On the Washington Post’s wonklblog, Mike Konczal poses this “pop quiz”: “What do the following financial crises — AIG, Lehman Brothers, Citigroup off-balance sheet SIVs, Bear Stearns, Long-Term Capital Management, and the “London Whale” of JP Morgan — all have in common?”
The answer: They involved U.S. financial institutions using overseas entities to make reckless derivatives trades and shield them from oversight.
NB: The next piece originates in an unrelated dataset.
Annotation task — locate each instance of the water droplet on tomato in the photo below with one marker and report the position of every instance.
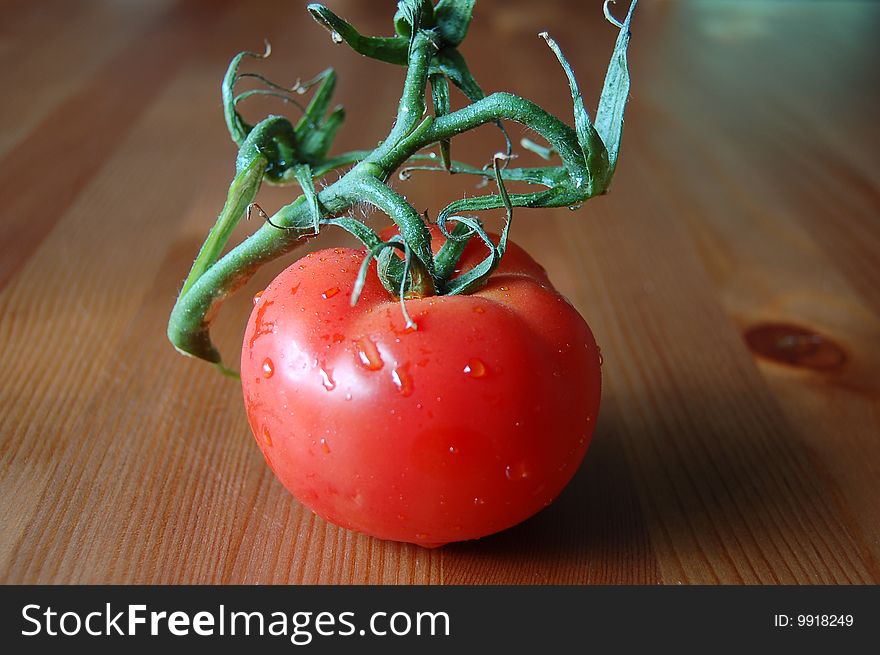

“AIG Financial products was run out of London as a branch of a French-registered bank,” Konczal writes. “The U.S. Lehman Brothers Holdings guaranteed 130,000 outstanding swaps contracts from their London affiliate. Citigroup’s off-balance sheet financial instruments were launched from London and incorporated in the Cayman Islands. The two Bear Stearns hedge funds that collapsed, precipitating the firm’s failure and the taxpayer rescue, were incorporated in the Cayman Islands. Long Term Capital Management’s swaps were booked in a Cayman Islands affiliate” that was basically a P.O. box. And the London Whale trades were managed out of a London affiliate of JPMorgan Chase.
“Wall Street banks routinely transact more than half their derivatives through foreign subsidiaries,” Konczal quotes AFR’s Marcus Stanley as saying.
That combination of history and current practice make it a “natural part of financial reform… to make sure that the trades that go on with these foreign affiliates have to follow the same rules as firms in the United States,” Konczal writes.
“This is the issue [CFTC chairman Gary] Gensler is racing to address before the end of his term,” Konczal writes.